$11 million: that's the money the Sioux Falls Housing & Redevelopment Commission receives every year to help nearly 1,800 families pay for rent.
The money is divvied out based on income and how many people live in each apartment. But in an investigation, KELOLAND News found people with high-incomes remaining on the program.
Rental assistance programs are funded by taxpayer money and South Dakota's congressional delegation reacts to the results of the investigation.
Sioux Falls' Housing and Redevelopment Commission helps keep a roof over the heads of low-income families, the elderly, and people with disabilities. Demand for the rental assistance is high. Leslie Williams and her three boys are on the waiting list that spans up to five years.
"I just really do the best that I can," Williams said.
The guidelines to get into the program are strict, yet some people making above the income limit are still enrolled in the program.
As we showed you last night, after a request of public records, KELOLAND News found 509 households above federal poverty guidelines. Three families make more than $50,000 a year. One family of three brings in $61,382.
"It hurts but in the other sense, that is just the reality. It's not here, it's everywhere." Williams said.
Executive Director Shireen Ranschau says families who reach a higher income, remain on the program without assistance, for six months as a safety net. Incomes are verified each year to prevent fraud.
"To be honest, you'll have a few who just try to work the system and not work," Ranschau said.
Yet, with an $11 million annual budget paid by taxpayer dollars, we took the results of our investigation to South Dakota's congressional delegation.

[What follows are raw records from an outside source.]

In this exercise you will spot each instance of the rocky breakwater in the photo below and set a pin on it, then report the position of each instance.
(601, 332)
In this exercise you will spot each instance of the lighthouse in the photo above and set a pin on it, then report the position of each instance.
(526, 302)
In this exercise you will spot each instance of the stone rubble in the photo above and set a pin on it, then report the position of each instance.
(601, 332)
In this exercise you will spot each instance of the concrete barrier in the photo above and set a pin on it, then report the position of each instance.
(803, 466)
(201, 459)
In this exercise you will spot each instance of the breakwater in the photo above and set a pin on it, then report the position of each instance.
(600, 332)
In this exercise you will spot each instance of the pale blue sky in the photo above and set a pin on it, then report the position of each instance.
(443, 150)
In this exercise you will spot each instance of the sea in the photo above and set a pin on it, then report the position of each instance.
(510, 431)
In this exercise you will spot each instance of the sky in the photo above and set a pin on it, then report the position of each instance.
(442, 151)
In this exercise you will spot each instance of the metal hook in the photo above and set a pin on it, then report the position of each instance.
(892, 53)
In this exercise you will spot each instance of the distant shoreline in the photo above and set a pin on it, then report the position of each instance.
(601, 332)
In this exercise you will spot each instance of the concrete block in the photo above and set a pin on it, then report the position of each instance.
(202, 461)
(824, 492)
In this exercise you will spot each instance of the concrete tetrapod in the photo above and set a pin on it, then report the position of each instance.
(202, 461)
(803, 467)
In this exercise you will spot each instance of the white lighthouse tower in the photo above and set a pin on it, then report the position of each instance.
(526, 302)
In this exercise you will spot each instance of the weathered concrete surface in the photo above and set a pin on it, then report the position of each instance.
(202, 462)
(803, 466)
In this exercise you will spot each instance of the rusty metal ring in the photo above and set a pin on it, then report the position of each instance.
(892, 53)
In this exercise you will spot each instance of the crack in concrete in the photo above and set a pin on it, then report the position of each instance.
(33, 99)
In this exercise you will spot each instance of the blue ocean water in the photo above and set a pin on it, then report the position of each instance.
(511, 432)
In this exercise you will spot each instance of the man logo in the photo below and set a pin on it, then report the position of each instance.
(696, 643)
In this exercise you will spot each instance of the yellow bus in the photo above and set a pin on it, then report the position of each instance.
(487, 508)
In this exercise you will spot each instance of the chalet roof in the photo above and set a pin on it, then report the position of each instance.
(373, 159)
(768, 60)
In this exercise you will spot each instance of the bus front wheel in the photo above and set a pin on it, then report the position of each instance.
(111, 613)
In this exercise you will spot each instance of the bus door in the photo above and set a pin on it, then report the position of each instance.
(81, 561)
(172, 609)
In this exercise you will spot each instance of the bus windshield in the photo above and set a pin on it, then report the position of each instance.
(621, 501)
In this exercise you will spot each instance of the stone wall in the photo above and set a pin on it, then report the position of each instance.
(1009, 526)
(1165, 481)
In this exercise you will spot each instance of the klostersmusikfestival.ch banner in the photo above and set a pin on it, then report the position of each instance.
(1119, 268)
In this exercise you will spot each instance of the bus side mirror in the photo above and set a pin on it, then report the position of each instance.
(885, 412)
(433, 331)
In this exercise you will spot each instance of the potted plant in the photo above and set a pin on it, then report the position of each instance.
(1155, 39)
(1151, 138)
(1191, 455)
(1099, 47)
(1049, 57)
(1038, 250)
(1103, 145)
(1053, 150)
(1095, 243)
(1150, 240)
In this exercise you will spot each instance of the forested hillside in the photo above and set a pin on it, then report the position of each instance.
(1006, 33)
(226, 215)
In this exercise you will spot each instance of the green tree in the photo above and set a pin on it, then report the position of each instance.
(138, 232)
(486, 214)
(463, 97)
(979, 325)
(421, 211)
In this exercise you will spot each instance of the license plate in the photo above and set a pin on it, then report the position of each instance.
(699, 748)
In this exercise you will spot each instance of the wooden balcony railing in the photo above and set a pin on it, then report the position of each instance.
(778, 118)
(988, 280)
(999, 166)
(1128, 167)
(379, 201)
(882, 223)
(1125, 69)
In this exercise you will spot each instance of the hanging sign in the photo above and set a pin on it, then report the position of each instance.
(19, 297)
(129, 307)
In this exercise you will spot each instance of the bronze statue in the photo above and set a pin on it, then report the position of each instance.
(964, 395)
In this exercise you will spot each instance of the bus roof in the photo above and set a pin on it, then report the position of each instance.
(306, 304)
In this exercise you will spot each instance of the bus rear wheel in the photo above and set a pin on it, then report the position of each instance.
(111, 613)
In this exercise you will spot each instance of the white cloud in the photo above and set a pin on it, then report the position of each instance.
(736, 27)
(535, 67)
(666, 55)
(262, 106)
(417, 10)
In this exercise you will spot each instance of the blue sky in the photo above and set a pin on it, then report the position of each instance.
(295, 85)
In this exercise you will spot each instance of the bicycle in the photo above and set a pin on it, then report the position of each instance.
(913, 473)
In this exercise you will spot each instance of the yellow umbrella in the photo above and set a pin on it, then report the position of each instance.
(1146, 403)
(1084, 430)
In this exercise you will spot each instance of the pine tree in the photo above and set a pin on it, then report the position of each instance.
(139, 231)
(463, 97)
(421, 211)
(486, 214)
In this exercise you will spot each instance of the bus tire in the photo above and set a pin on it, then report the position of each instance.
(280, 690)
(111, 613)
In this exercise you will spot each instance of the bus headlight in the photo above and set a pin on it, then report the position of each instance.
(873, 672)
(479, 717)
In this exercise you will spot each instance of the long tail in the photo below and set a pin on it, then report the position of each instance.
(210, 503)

Rep. Kristi Noem (R) South Dakota says: It’s absolutely heartbreaking to learn that families who are truly struggling in Sioux Falls aren’t able to get the help they need because others are taking advantage of these taxpayer-funded resources. We must make sure every taxpayer dollar is being used appropriately and that the outcomes of this program are aligning with its objectives.
Senator John Thune (R) South Dakota says: I understand how important access to affordable housing assistance is to families and communities. We have a responsibility to ensure that federal resources aimed at assisting low-income families and administered at the local level are getting to those in greatest need, when they need it. At a time when all programs and budgets are under higher levels of scrutiny, both Congress and taxpayers demand transparency and oversight to ensure federal dollars are spent wisely and administered appropriately.
Senator Tim Johnson (D) South Dakota adds: Housing programs in Sioux Falls and in other communities across the state help provide struggling families, seniors, and children with a roof over their heads. That is why it is critically important that all federal resources are used effectively and that anyone found to be defrauding or abusing any federal program is held accountable.
The US Office of Inspector General says anyone found committing fraud while receiving federally-assisted housing is subject to a $10,000 fine and five years in prison.